2019 reading roundup!

It is nearly the end of January 2020 and I am still frantically catching up on my 2019 reading! Here is my (still growing) list of favorites, grouped by length in case you’re the award-nominating sort.

Novels:

Desdemona and the Deep by C.S.E. Cooney. Beautiful and strange, in the way I always want faerie stories to be beautiful and strange. I wish it had been longer.

The Light Brigade by Kameron Hurley. A timey-wimey military scifi. The end comes together so satisfyingly I literally did a finger kiss.

Gideon the Ninth by Tamsyn Muir. It’s on everyone’s list AND WITH REASON. Come for the skeleton memes, stay for the surprisingly emotional character arcs and well-fleshed cast (pun intended).

The Ten Thousand Doors of January by Alix Harrow. A late nineteenth century portal fantasy, and story about stories, and story about family, and colonialism!

Novellas:

Sisters of the Vast Black by Lina Rather. It’s about an order of nuns in space and it holds SO much heart, just read it, all right??

This is How You Lose the Time War by Amal El-Mohtar and Max Gladstone. Another one that’s everywhere with good reason. Two agents on opposing sides of a time war…fall in loooorve.

Silver in the Wood by Emily Tesh. Very quiet and sweet. The Wild Man of Greenhollow has to reckon with his past when the land’s new owner arrives.

Novelettes:

“Blood, Bone, Seed, Spark” by Aimee Ogden. A scientist in a fantasy world intent on eradicating death goes to extreme lengths for her next discovery.
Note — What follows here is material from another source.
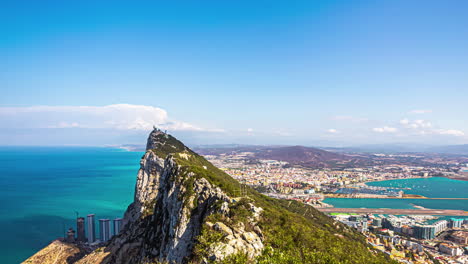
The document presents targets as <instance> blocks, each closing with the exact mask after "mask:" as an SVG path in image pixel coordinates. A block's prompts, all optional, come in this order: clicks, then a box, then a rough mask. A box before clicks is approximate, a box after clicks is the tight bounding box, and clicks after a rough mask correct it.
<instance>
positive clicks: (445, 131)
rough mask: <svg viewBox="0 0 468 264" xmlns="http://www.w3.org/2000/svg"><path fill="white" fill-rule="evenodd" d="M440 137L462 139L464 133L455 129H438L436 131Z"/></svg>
mask: <svg viewBox="0 0 468 264" xmlns="http://www.w3.org/2000/svg"><path fill="white" fill-rule="evenodd" d="M436 132H437V133H438V134H440V135H450V136H456V137H462V136H464V135H465V133H464V132H463V131H461V130H457V129H440V130H437V131H436Z"/></svg>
In Beneath Ceaseless Skies.

Short Stories:

“We Are Here to Be Held” by Eugenia Triantafyllou. All I have to say is: “The first time your mother swallows you whole you don’t really see it coming.” In Strange Horizons.
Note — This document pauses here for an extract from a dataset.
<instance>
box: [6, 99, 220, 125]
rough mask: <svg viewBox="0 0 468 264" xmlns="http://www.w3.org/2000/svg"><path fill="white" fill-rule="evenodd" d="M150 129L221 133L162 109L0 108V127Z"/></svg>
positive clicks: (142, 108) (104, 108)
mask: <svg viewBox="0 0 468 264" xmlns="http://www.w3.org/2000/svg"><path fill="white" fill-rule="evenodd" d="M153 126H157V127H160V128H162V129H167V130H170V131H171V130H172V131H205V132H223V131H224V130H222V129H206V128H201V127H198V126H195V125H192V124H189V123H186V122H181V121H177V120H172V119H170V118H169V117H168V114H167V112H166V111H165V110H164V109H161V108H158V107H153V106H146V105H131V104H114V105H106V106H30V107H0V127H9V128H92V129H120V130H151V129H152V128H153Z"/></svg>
“Boiled Bones and Black Eggs” by Nghi Vo. In which the owner of an inn that serves the living and the dead is trying to get rid of a difficult customer. In Beneath Ceaseless Skies.

“Due By the End of the Week” by Brandon O’Brien. A super cute superhero story AND ALSO an entertaining unreliable narrator story. In Fireside Magazine.

“The Lie Misses You” by John Wiswell. A story about a family secret, told from the point-of-view of the Lie itself. YEAH I CRIED. In Cast of Wonders.

“The Horrible Deaths of Helga Hrafnsdóttir” by Christine Tyler. In a village where every girl chooses her own death from the blossoms of an Ævilok tree, Helga finds nothing but horrible options. In PodCastle.